Podsiadło: Na Dzień Kobiet czekoladki z goryczą

Kobietom w PRL-u było bardzo dobrze. Po pierwsze, miały 48 tytułów czasopism dla kobiet i mogły sobie czytać do woli, kiedy nikt nie widział. Po drugie, miały swoje święto. Po trzecie, było równouprawnienie.

04.03.2023

Czyta się kilka minut

FOT. ARCHIWUM PRYWATNE /
FOT. ARCHIWUM PRYWATNE /

Nie miały powodu narzekać. Tylko kobiety-piosenkarze narzekały już od rana. Hanka Bielicka: „Rano po bułki do sklepu, / psa wyprowadzam na spacer, / szybko kluseczki na mleku / bo mąż się spieszy do pracy”. Halina Kunicka: „Wstałam o siódmej rano / i jest już siódma wieczorem, / książkę niedoczytaną / z trudem do ręki biorę”. 8 marca 1965 r. „Trybuna Ludu” zaskakiwała Bielicką i Kunicką jeszcze w łóżkach: „Większość pań spotkała rano doroczna niespodzianka. Nie musiały szykować śniadania, zmywać i szorować”. Plakat z „Poradnika Przyjaciółki na rok 1950” zachęcał: „Oszczędzając pracę żony jedz gotowe makarony!”.

W dniu swego święta kobiety mogły poprzez uczestnictwo w uroczystych akademiach zamanifestować swój udział „w wielkim dziele oswobodzenia kobiety z pęt ciemnoty i zacofania” (plakat z 1949 r.). Obdarowywano je tego dnia w dwójnasób: w domu dostawały goździki i gotowe makarony, w pracy „doroczną niespodziankę” stanowiły czekoladki. „Jest grupa kobiet, która przyjmie czekoladki z goryczą, bo inne potrzeby aktualne są tak ważne” – zapisano w protokole z posiedzenia Krajowej Rady Kobiet Polskich w 1970 r.
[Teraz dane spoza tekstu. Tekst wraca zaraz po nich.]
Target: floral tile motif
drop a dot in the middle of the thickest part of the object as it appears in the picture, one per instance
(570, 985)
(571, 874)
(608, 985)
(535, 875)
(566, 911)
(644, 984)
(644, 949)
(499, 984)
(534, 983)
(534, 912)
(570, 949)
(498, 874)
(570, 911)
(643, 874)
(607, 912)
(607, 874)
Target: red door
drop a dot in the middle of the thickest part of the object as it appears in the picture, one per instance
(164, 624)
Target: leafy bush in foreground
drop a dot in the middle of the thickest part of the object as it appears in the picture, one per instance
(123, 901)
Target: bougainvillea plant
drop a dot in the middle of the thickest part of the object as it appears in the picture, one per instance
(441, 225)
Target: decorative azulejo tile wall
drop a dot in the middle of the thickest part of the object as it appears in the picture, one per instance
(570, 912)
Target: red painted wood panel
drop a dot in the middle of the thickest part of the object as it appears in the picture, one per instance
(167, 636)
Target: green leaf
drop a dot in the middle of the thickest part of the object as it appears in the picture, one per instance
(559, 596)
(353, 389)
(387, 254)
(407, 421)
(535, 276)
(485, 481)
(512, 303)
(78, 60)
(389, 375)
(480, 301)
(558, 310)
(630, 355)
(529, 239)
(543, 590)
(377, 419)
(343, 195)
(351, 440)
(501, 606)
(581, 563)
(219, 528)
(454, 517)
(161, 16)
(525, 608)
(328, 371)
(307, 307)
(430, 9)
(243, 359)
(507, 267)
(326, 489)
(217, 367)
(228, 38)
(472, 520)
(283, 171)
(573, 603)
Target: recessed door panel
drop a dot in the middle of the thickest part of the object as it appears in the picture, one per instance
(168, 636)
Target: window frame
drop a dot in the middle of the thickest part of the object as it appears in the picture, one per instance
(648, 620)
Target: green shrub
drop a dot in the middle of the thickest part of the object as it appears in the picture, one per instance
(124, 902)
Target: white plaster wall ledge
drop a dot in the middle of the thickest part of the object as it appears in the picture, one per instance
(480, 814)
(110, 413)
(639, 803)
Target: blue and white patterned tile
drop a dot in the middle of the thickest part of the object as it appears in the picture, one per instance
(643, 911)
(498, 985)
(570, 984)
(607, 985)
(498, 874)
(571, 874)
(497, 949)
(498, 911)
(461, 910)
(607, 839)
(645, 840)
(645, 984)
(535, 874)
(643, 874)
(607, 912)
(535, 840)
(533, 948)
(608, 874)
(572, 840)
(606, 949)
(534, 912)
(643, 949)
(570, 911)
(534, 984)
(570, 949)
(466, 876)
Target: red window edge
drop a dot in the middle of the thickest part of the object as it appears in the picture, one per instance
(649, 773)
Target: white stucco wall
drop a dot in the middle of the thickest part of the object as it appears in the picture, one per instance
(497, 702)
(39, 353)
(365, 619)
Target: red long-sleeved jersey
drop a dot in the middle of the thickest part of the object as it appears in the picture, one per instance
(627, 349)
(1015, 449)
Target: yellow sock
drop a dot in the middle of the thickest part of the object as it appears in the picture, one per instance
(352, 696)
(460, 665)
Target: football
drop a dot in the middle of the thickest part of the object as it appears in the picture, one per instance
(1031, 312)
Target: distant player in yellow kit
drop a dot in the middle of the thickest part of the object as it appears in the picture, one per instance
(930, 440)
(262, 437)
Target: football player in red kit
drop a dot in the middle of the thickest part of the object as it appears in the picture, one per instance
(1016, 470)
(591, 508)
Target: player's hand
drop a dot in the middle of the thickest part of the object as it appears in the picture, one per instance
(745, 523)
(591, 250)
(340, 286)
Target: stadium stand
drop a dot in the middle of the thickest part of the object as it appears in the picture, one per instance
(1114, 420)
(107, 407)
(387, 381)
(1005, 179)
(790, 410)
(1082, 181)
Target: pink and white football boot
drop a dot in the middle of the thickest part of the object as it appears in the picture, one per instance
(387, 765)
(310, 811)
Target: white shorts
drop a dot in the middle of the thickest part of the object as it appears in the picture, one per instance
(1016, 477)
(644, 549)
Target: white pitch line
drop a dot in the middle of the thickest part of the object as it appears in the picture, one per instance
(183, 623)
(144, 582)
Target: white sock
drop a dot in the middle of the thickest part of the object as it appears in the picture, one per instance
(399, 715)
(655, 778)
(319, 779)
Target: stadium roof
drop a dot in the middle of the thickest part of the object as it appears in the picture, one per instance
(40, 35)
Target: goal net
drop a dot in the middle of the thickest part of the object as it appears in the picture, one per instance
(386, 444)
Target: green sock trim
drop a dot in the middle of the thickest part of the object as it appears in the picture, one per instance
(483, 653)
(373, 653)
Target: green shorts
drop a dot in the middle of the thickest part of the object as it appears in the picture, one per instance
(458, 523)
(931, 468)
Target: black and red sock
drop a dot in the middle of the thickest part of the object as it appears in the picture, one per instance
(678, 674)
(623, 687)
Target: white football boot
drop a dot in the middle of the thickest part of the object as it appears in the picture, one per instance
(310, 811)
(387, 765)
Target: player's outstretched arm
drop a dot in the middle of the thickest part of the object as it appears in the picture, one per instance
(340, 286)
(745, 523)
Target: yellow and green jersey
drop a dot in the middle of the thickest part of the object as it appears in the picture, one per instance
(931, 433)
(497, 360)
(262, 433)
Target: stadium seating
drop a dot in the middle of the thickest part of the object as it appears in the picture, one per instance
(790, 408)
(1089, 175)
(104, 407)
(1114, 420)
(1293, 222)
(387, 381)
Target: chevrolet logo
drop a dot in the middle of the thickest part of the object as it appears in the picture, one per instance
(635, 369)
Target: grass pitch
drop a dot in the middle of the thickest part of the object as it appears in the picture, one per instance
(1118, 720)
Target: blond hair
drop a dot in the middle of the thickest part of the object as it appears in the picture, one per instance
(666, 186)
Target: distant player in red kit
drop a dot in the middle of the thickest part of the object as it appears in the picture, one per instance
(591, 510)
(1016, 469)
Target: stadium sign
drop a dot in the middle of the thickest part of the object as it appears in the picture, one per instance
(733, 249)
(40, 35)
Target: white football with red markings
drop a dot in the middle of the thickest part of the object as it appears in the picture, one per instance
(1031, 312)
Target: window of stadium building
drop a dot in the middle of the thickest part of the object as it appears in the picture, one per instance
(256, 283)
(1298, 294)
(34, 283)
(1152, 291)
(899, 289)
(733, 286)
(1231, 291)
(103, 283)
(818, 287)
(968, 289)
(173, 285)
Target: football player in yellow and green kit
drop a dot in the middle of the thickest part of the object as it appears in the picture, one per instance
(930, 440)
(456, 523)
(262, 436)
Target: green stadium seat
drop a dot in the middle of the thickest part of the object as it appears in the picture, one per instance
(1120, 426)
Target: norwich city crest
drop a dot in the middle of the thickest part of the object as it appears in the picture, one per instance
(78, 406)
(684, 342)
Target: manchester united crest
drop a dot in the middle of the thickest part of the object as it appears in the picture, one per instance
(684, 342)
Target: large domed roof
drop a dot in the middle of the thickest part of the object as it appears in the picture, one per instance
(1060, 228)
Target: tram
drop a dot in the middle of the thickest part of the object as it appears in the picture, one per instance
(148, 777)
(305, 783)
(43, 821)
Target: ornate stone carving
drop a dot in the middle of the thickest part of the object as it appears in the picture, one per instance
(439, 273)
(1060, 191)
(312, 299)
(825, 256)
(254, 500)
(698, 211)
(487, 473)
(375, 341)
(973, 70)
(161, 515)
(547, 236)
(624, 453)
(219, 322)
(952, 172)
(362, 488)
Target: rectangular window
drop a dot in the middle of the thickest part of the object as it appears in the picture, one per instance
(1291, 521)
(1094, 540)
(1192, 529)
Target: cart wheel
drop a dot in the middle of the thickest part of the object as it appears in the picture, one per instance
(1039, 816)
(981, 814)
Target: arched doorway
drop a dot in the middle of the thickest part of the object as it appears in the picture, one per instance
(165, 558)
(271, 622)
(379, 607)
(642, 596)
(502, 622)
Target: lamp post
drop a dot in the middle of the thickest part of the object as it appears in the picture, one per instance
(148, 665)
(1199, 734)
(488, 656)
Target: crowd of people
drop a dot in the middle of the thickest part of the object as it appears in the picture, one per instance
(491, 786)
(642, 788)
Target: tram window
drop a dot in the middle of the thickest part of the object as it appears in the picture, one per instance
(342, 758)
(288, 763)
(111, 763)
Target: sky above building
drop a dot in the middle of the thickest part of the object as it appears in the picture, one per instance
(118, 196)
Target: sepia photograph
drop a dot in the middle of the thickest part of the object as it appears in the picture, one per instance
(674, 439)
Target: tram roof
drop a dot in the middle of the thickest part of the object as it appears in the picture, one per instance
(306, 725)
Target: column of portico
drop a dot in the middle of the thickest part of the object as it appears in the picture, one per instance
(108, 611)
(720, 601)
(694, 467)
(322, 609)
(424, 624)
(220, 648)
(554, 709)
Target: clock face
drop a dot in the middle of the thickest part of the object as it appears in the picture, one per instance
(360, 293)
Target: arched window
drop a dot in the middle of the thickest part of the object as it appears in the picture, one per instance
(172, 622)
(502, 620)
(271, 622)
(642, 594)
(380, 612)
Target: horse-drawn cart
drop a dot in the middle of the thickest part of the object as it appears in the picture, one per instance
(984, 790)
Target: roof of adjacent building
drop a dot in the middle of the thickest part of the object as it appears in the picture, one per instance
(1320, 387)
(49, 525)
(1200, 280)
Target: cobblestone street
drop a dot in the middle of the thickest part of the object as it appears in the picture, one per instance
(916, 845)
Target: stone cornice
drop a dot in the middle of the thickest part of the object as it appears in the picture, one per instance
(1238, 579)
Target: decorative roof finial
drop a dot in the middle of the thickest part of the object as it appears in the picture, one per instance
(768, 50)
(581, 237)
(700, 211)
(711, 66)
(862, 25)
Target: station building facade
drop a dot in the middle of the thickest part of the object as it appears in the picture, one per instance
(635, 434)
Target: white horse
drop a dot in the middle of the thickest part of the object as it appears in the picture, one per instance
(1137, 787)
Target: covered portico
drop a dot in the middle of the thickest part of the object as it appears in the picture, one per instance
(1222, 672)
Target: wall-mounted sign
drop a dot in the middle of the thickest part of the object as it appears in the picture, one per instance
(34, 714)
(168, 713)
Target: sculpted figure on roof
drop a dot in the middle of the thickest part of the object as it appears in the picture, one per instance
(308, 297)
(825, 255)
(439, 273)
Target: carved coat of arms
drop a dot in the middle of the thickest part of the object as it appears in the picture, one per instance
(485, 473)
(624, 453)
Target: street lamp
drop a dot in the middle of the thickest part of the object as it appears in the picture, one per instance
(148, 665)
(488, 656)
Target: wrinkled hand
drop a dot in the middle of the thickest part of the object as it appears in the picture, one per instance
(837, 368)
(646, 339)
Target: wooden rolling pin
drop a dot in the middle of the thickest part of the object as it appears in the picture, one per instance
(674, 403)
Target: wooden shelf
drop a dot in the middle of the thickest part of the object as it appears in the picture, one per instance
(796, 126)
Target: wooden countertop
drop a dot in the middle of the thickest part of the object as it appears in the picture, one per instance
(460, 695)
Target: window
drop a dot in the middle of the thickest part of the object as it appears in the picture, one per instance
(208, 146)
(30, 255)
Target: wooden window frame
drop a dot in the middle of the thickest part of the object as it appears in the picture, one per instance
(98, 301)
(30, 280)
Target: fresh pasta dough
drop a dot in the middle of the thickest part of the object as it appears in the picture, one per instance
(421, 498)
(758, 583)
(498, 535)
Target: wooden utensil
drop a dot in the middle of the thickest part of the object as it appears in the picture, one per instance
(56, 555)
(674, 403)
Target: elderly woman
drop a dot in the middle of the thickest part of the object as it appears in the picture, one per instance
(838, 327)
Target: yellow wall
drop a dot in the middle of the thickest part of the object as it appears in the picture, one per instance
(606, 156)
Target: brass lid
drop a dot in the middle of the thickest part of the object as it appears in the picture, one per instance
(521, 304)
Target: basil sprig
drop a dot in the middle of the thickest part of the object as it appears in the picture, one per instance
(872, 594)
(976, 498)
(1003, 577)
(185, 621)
Ale kobietę usiłowano wyzwolić nie tylko za pomocą czekoladek. W odezwie „Do wszystkich dziewcząt polskiej wsi” uczestniczki Krajowej Narady Dziewcząt ZMW zapewniały w 1958 r., że „Wyzwolenie kobiety to przede wszystkim wprowadzenie do gospodarstwa wiejskiego nowoczesnej techniki: pralki, żelazka elektrycznego, gazu, łazienki, piekarników, transporterów pasz, wreszcie traktora...”.

W przedmarcowej uchwale z 1950 r. Biuro Polityczne KC wyrażało myśl podobną do znanej już skądinąd: „Budując socjalizm, kobiety zdobywają pełne wyzwolenie”. Więc kobiety zasuwały, żeby się wyzwolić. „Sztandar Młodych” z 9 marca 1951 r. informował na pierwszej stronie, że pracownice Bielawskiej Wykańczalni Przemysłu Bawełnianego obiecały z okazji Dnia Kobiet wykańczać przemysł bawełniany o 100-120 proc. żwawiej, szwaczki z Bielska obiecały „zaoszczędzić systemem Korabielnikowej 30 000 zł”, junako-dziewczęta z zawodówki w Szczakowej postanowiły „przepracować 60 junako-dniówek przy budowie Nowej Huty”, a uczennice poznańskiego liceum zobowiązały się „zorganizować 5 zespołów początkowego nauczania dla głuchoniemych analfabetów”. W wielu zakładach pracy męska część załogi zapraszała część żeńską na herbatkę, którą sama też się raczyła, o czym świadczy notatka w protokole z plenum Komisji Kobiet Pracujących z 1963 r.: „Urządzane herbatki na 8 marca przeistaczały się w pijaństwo”.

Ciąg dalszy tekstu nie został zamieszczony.